The graphics are obviously tweaked and tuned up, but that’s pretty par for the course. Faces probably received the biggest upgrade. Last year, it was noticeable that models were, essentially, upgraded from last gen consoles. This year, with some next-gen experience under the development team’s belt, the models look a lot better. Of course, that means we are once again diving head first into the uncanny valley, but we aren’t there yet. The numerous camera cuts and close-ups show how much smoother textures have become, and how players faces move naturally, instead of simply staring off into the distance like some sort of life sized soccer doll with cold dead eyes.

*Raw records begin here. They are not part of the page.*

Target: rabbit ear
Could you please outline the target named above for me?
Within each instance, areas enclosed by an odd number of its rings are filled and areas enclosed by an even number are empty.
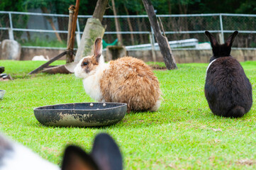
[[[228,40],[226,41],[226,44],[227,45],[228,47],[232,46],[233,42],[234,41],[235,38],[238,34],[238,31],[235,30],[234,33],[233,33],[233,34],[231,34],[230,36],[228,38]]]
[[[102,170],[123,169],[122,156],[118,147],[106,133],[99,134],[95,137],[91,154]]]
[[[94,57],[97,62],[99,62],[99,57],[102,54],[102,39],[100,37],[96,38],[94,42]]]
[[[69,146],[64,154],[62,170],[99,170],[92,157],[80,147]]]
[[[205,34],[206,35],[208,38],[210,40],[211,45],[212,47],[213,47],[214,46],[216,46],[217,45],[218,45],[218,42],[216,40],[216,39],[208,30],[206,30]]]

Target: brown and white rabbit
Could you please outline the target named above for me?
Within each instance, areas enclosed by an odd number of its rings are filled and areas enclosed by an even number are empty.
[[[151,68],[131,57],[105,63],[101,38],[95,40],[94,54],[82,58],[74,71],[97,101],[126,103],[128,111],[155,111],[160,106],[160,85]]]
[[[242,117],[252,104],[252,85],[241,64],[230,55],[235,31],[225,44],[219,45],[208,31],[213,56],[206,70],[204,93],[211,111],[224,117]]]
[[[60,170],[60,168],[0,134],[0,169]],[[95,137],[89,154],[77,146],[67,147],[61,169],[121,170],[122,155],[112,137],[106,133],[100,133]]]

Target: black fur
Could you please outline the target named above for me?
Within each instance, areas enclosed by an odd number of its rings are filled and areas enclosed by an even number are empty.
[[[238,118],[247,113],[252,104],[252,85],[240,64],[230,56],[235,31],[225,44],[219,45],[208,31],[214,61],[206,72],[204,94],[215,115]]]
[[[67,147],[63,157],[62,170],[121,170],[122,156],[115,141],[106,133],[98,135],[89,154],[75,146]]]

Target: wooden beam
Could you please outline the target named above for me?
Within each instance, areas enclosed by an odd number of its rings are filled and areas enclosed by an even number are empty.
[[[177,69],[176,62],[172,56],[171,47],[169,47],[168,40],[163,36],[157,22],[157,16],[155,13],[154,6],[150,0],[143,0],[145,9],[147,11],[150,25],[154,30],[155,38],[158,42],[161,53],[164,57],[165,66],[168,69]]]
[[[58,59],[60,59],[63,55],[65,55],[67,54],[67,51],[63,52],[62,53],[60,53],[60,55],[58,55],[57,56],[56,56],[55,57],[50,60],[49,62],[45,62],[45,64],[43,64],[43,65],[41,65],[40,67],[39,67],[38,68],[33,70],[31,72],[28,73],[28,74],[35,74],[37,72],[38,72],[39,71],[41,71],[43,68],[45,68],[46,67],[48,67],[50,64],[51,64],[52,62],[56,61]]]

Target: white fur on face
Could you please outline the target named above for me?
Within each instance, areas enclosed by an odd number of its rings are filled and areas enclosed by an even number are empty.
[[[86,57],[84,57],[82,59],[81,59],[79,62],[77,64],[76,67],[74,69],[74,75],[80,79],[85,79],[89,76],[88,74],[87,74],[82,67],[82,62],[83,62],[84,59]]]
[[[13,144],[13,150],[6,152],[0,169],[60,170],[60,169],[19,144]]]
[[[85,92],[96,101],[102,101],[102,94],[101,91],[99,80],[101,79],[103,72],[109,67],[108,64],[104,63],[103,55],[99,58],[99,65],[95,70],[86,73],[82,68],[82,59],[74,69],[74,75],[77,77],[83,79],[83,84]]]

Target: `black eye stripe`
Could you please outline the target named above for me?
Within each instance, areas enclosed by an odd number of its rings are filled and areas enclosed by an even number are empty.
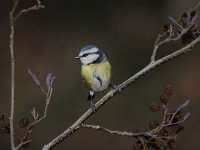
[[[81,57],[86,57],[86,56],[88,56],[90,54],[98,54],[98,52],[95,52],[95,53],[86,53],[86,54],[83,54]]]

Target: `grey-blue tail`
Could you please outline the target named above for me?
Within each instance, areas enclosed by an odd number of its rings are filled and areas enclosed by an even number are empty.
[[[94,102],[93,102],[94,97],[95,97],[94,92],[93,92],[93,91],[89,91],[87,100],[89,101],[89,103],[90,103],[90,108],[92,109],[93,112],[96,111],[95,104],[94,104]]]

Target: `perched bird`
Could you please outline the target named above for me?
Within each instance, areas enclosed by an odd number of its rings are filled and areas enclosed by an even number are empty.
[[[95,45],[84,46],[79,55],[81,66],[81,76],[86,88],[89,90],[88,101],[90,107],[95,111],[94,96],[95,92],[105,90],[110,84],[111,65],[102,50]]]

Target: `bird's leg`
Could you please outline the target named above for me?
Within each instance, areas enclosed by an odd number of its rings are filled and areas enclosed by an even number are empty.
[[[113,83],[110,83],[109,84],[109,87],[111,87],[112,89],[115,89],[115,90],[117,90],[119,93],[121,93],[121,88],[119,87],[119,86],[117,86],[117,85],[115,85],[115,84],[113,84]]]
[[[90,103],[90,108],[92,109],[93,112],[96,112],[96,108],[95,108],[95,104],[93,102],[93,99],[95,97],[95,94],[93,91],[89,91],[89,94],[88,94],[88,101]]]

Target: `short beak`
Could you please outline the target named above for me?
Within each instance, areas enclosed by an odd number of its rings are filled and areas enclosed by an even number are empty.
[[[75,57],[76,59],[80,59],[80,57],[79,56],[77,56],[77,57]]]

Body models have received less of an upgrade, but the way they collide with each other has. Of course, you won’t be seeing this as often in normal play, but you get a lot less of that “force field effect” where players come close to each other and just bounce off like two magnets repelling. Clipping errors are virtually non-existent. There is a real weight and force to every collision, every kick, even the simple taps of the ball in ball handling. I do praise the game for this leap forward in graphical fidelity, but at the same time I’m not sure this makes up for the full price of the game.
When you go through all the skill games and tutorials, you do eventually realize that there are a bunch of new skill moves in FIFA 15. However, my opinion on these moves is the same as my opinion was last year. There are too many to really be used effectively. The button combinations are hard to remember and feel kind of arbitrary… and I play fighting games on a professional level so I don’t say this lightly! Not to mention each skill is ranked 1-5 and certain players can only do moves of certain rank and it’s kind of hard to tell which player you are currently controlling. Overall, I just gave up on using these moves most of the time. In fact, the one thing that I wanted to remain constant from FIFA 14, the skill move command list, changed up in FIFA 15, meaning you’ll have to learn them again if you were already playing at a pro level.
Goalies feel like they have received quite the upgrade this time around. They move into action earlier, perform a variety of different moves to help block goals, and most importantly, show tells when you come toward them. By this I mean you will routinely see goalies try to make a decision such as running toward one side of the goal, coming out toward you to attack, standing in the middle with their arms spread, and so on, when you approach them with the ball. A big part of playing the game is reading these tells in order to score on the goalie, and that gives the game a certain degree of realism.
However, I would also say that the A.I. is a bit more exploitable this time around. There are a couple magic angles that you can approach goalies with to completely confuse them. Long runs down the outside seem to get around many defenders without the need for passing.